Northgate (Walnut Creek)
Mount Diablo Unified School District in Central Contra Costa County covers 150 square miles across seven cities and three unincorporated areas. When the district was formed in 1948, these communities were sparsely populated, but they subsequently experienced rapid growth as commuting options to San Francisco improved. The district’s largest city, Concord, had less than 7000 residents in the 1950 Census; now it has more than 128,000.
As a result, the district has become difficult to manage and is often unresponsive to parents. One of the district’s middle schools Is among the worst in the state. According to Oak Grove Middle School’s most recent School Accountability Report Card, only 19% of its students meet state standards for English and Literacy; only 7% meet state standards for Math. Almost 12% of students were suspended at some point during the 2015-2016 academic year. This is especially shocking for a school in a middle income community.
Parents and education reform activists in the eastern section of Walnut Creek (called Northgate) have formed a group to advocate for the creation of a neighborhood school district. The group, Northgate CAPS – Community Advocacy for or Public Schools – proposes to form a new Northgate Unified School District from the area’s five schools. Late last year, the group circulated a petition requesting a vote on district separation. They ultimately collected 6700 signatures – well above the 25% of registered voters required to put a separation measure on the local ballot
More recently. members researched and wrote a detailed report explaining the need for separation. The report traces the recent decline in the quality of Northgate schools on statewide measures. For example, Northgate High School declined from the “9” range in 1999 to the “2” range in 2013, meaning that over 14 years in went from being among the top 20% of schools with similar demographics to being in the bottom 30%. The report also explains how the proposed district separation conforms to the Nine Criteria the state has established for evaluating school district reorganizations.
In April, the Walnut Creek City Council discussed the Northgate CAPS proposal. The school district and teachers’ union expressed strong opposition (the union even gave one council member a free ticket to its annual awards dinner). But the Council ultimately sided with local parents, endorsing Northgate CAPS’ efforts to put a school separation initiative on the local ballot.
The group’s next step is a hearing at the Contra Costa County Board of Education. One risk is that the County Board will order a vote throughout the entire Mount Diablo District – rather than just in the area to be served by the new district.

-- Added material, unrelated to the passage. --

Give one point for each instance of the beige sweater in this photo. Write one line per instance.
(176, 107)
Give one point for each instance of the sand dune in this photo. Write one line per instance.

If that’s the case, local support for the initiative could be overwhelmed by union-driven votes in other cities.
The oldest form of school choice is moving to a better school district. When districts are small, the threat of parent relocation and the consequent loss of state funds provides a strong incentive for them to provide good schools. When parents are trapped in larger districts, the costs of moving – in terms of commute times and separation from extended family and friends – become greater. School district management can afford to become less accountable to parents and their children, yielding instead to unions and other organized interests. By dividing school districts into more manageable chunks, local parents and activists can increase accountability, choice, and, most importantly, learning outcomes for neighborhood children.